Let’s go back to the beginning. The basics aren’t so basic, if you think about it. Decentralized Finance, DeFi – that’s what we do. Roughly. We got into the topic as it opposes TradFi (Traditional Finance, that is) which used to be “the real deal” for a really long time. But not anymore. Think decentralization as a mega-trend in general. Think sharing economy. Think sustainability in terms of alternatives. In terms of the greater good.
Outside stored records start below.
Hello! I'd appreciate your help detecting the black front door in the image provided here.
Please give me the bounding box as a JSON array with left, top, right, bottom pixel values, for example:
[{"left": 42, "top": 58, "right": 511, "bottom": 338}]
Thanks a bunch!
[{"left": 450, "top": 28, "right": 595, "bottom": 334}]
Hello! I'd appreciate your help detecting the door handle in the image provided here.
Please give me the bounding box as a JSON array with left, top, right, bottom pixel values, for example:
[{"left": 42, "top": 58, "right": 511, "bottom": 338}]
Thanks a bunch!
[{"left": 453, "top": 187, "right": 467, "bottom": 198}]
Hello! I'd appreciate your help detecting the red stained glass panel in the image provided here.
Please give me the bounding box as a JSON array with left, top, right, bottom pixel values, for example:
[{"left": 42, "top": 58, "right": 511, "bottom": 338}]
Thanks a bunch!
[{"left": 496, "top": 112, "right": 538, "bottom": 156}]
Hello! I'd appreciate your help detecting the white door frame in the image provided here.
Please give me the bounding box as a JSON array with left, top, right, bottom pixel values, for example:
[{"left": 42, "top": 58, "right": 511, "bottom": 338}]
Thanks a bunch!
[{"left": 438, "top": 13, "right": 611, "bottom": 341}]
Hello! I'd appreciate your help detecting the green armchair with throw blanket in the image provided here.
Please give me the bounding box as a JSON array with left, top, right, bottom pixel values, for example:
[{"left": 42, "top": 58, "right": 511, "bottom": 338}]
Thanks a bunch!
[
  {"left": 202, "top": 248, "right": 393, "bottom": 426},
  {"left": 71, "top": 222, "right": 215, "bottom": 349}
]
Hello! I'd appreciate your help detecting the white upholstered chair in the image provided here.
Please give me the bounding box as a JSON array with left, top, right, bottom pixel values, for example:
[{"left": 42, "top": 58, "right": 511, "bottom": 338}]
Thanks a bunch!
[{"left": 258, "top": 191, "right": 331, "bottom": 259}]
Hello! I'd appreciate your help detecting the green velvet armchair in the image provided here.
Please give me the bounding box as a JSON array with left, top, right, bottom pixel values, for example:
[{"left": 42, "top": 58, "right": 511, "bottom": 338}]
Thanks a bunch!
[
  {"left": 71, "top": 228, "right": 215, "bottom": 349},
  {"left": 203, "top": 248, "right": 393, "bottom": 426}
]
Opportunity in our case looks like this: lending to real-world businesses, against real-world collateral – loans. It’s definitely the next frontier to be conquered.
We’re firm believers in decentralized finance, and it appears we’re not the only ones as there is a really sizable amount of capital accumulating in the space. So let’s put it to good use.
We came up with a protocol that funds those real-world loans without having to resort to the good old TradFi system and its dependence on leverage and fractional-reserve banking to carry the cost bloat, thereby greatly reducing systemic risk.
A toast to innovation!
We’ve come up with an opportunity that doesn’t only enable DeFi users to fund loans but to do so through already existing lending platforms. Right now, our main target group are small and medium-sized enterprises (SME) – the ones who find themselves at the losing end when it comes to basically any kind of real-world loans today. At least since the banking crisis in 2007 and 2008, which the system as we know it will frankly never recover from.
In short, our protocol is built to help solve the SME credit funding shortage. And at the same time, it tackles the lack of real-world lending opportunities within the crypto market. Or, let’s rephrase that – we’re providing a little something that hasn’t been there to date: DeFi users getting their hands on real-world yields. What’s more, our protocol may be used for any type of asset lending in the future even though we’re primarily focusing on SMEs for now.
How about a brief interlude on how our brand got its name to lighten up on the engineering talk? We’ll let you in on what (or rather: who) lead us to our noble aim of pioneering the market with something truly new.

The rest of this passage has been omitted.